Après vingt années dédiées à l’actualité de l’eau douce en Suisse et au-delà, c’est ici que prend fin le périple du site aqueduc.info. Désormais les pages de ce canal d’informations sur cette ressource vitale ne seront plus alimentées mais il sera encore possible de consulter l’intégralité des articles mis en ligne au fil de ces deux décennies. Reste ce défi : comment faire en sorte que personne ne soit privé de ce bien commun irremplaçable et que la nature y trouve son compte elle aussi ?
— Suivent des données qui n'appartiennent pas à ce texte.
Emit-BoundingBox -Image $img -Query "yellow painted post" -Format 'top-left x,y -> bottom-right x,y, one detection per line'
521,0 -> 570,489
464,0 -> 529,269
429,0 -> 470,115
Un aqueduc, quels que soient son débit, son tracé rectiligne ou sinueux et sa longueur, a un point de départ, sa prise d’eau, et un point d’arrivée, son système de distribution aux usagers. À l’image de tous les flux d’eau qui dès leur naissance coulent irrévocablement vers un horizon maritime plus ou moins lointain, à moins très rarement que ça ne soit vers un delta désertique ou une perte souterraine, il était indubitable, il y a vingt ans déjà, qu’aqueduc.info avait une espérance de vie limitée.
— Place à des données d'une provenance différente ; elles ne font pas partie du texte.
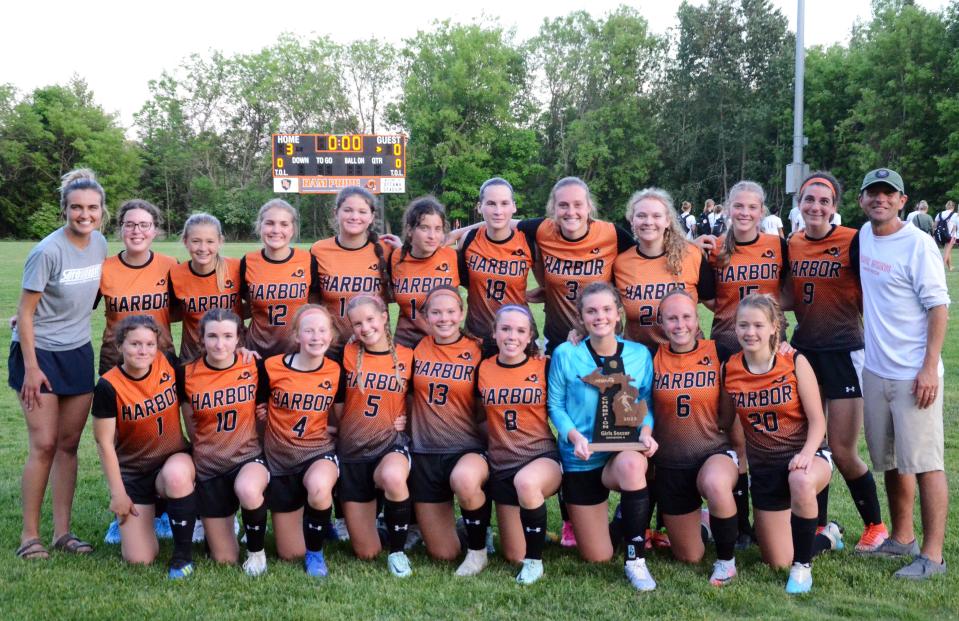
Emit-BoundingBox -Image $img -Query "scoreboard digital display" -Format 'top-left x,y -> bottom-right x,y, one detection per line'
272,134 -> 406,194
J’avais en son temps exploré une partie de l’aqueduc romain de Nîmes, salué son ancien captage à la Fontaine d’Eure à Uzès, repéré l’un ou l’autre de ses vestiges perdus dans la garrigue, contemplé bien sûr le prestigieux et ineffable Pont du Gard, et découvert ce qu’il reste du castellum divisorium, ce bassin de distribution qui jadis approvisionnait en eau les habitants de la colonie romaine. C’est cette construction terminale qui me revient en mémoire au moment de clore deux décennies passées à relayer un flot d’informations sur une ressource trop longtemps malmenée, maltraitée, gaspillée.

Vestiges du castellum divisorium construit à Nîmes (Nemausus) au milieu du 1er siècle après J.C. C’est à ce bassin de distribution d’eau taillé dans le rocher (5,90 m de diamètre pour 1,40 m de profondeur) qu’aboutissait l’aqueduc de Nîmes après un parcours de quelque 50 km depuis le captage de la fontaine d’Eure à Uzès en passant par le célèbre Pont du Gard. L’eau était distribuée dans les quartiers de la colonie romaine par le biais de canalisations en plomb reliées aux 10 orifices de 40 cm de diamètre visibles sur le mur du bassin.
(photo aqueduc.info / Cliquer sur l’image pour l’agrandir)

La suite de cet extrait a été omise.